Elkin Calderon , Departamento de juan pablo ,
vídeo submarino; 2014

An installation by the Chile-born artist Mario Opazo consists of the display of objects and garbage found in the Magdalena river, painted in gold, thus showing the glitter under the sun of things thrown out as junk under a powerful title of “Estrella rota” (Broken Star).
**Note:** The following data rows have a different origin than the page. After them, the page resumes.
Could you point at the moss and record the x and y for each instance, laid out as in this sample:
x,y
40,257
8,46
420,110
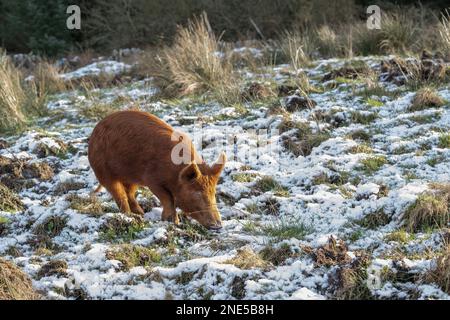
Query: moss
x,y
133,255
9,201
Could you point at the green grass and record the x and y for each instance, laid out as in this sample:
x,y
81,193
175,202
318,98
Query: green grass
x,y
400,236
267,183
372,164
359,135
133,255
244,177
361,148
444,140
363,118
431,210
116,229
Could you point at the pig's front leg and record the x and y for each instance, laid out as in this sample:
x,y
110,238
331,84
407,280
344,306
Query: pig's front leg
x,y
165,197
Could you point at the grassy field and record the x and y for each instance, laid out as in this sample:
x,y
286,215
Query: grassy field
x,y
348,197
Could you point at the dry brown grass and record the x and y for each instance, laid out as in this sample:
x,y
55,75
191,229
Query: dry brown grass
x,y
47,80
430,210
12,96
246,258
19,101
14,284
426,97
440,273
444,32
193,64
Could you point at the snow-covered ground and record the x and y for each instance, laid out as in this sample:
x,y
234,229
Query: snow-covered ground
x,y
196,264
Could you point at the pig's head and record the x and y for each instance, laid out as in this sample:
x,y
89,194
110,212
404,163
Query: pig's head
x,y
196,194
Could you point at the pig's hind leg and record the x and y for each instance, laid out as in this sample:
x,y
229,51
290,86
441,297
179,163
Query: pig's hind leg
x,y
119,194
131,195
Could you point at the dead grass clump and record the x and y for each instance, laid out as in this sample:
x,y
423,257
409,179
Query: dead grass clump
x,y
430,210
133,255
351,70
246,258
257,91
14,283
54,267
440,273
9,201
334,252
426,98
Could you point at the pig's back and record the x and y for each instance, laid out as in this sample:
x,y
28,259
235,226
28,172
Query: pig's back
x,y
132,146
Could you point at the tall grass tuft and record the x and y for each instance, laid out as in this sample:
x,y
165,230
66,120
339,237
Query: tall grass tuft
x,y
193,64
444,32
399,33
12,96
17,99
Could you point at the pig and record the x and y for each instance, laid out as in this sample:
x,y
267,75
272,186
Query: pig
x,y
130,149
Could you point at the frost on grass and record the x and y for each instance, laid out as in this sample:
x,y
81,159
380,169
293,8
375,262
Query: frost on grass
x,y
353,185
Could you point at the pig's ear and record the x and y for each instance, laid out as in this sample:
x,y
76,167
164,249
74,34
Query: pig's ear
x,y
218,166
190,173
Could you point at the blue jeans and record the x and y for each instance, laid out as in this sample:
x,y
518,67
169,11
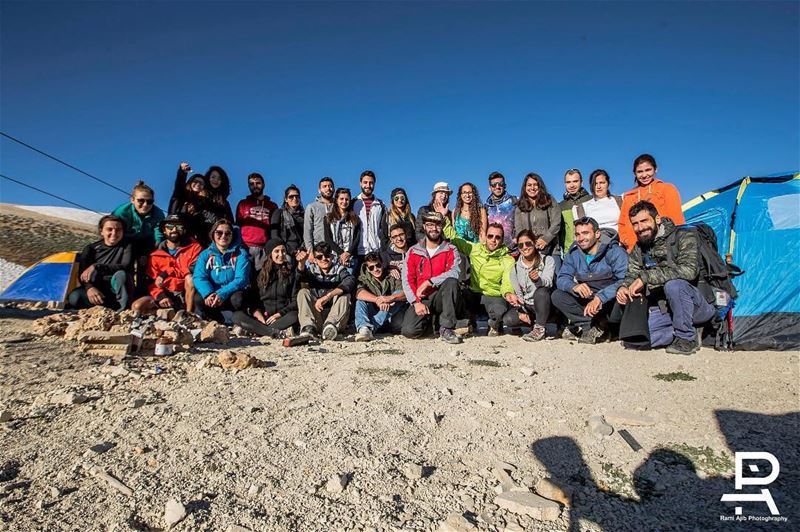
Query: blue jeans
x,y
688,307
368,315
Artists such as Rodrigo Facundo, with his Arbol de Lagrimas (Tears of Tree) and Miler Lagos’ “La raiz del desarrollo o de la catastrofe” (Root of development or catastrophe) address issues of exploitation of trees and forests with a more direct, less subtle, and more nostalgic formal approach.

Photographs by artists like Maria Elvira Escallon and Juan Fernando Herran made a point on the strength of nature and the fragility of man-made constructions.

Maria Elvira Ardila, the curator of the exhibition, referenced John Milton’s Paradise Lost to make a moving statement on how the “schizophrenic” excesses of capitalism and greed has contributed to converting our planet into a junkyard of “blood, garbage, and genetically modified and hormone ridden foods”, a “plastic world in which the exploration of its natural resources has no ethics whatsoever”.

Rodrigo Facundo- Arbol de Lagrimas

The art event has disclosed facts that show alarming signs that the earth “is dying”. A “plastic soup” reigns in the Pacific Ocean poisoning millions of birds, sea mammals and turtles, and from 12,000 to 24,000 tons of garbage are ingested by fishes every year.

Since the 80s, artists in this South American country have already engaged their art to resistance, denunciation and activism against the disasters of the dynamics of the modern society, and now, when the problem has extended to threaten the very existence of the planet earth, they ask a more pressing question: “What can we do about it?”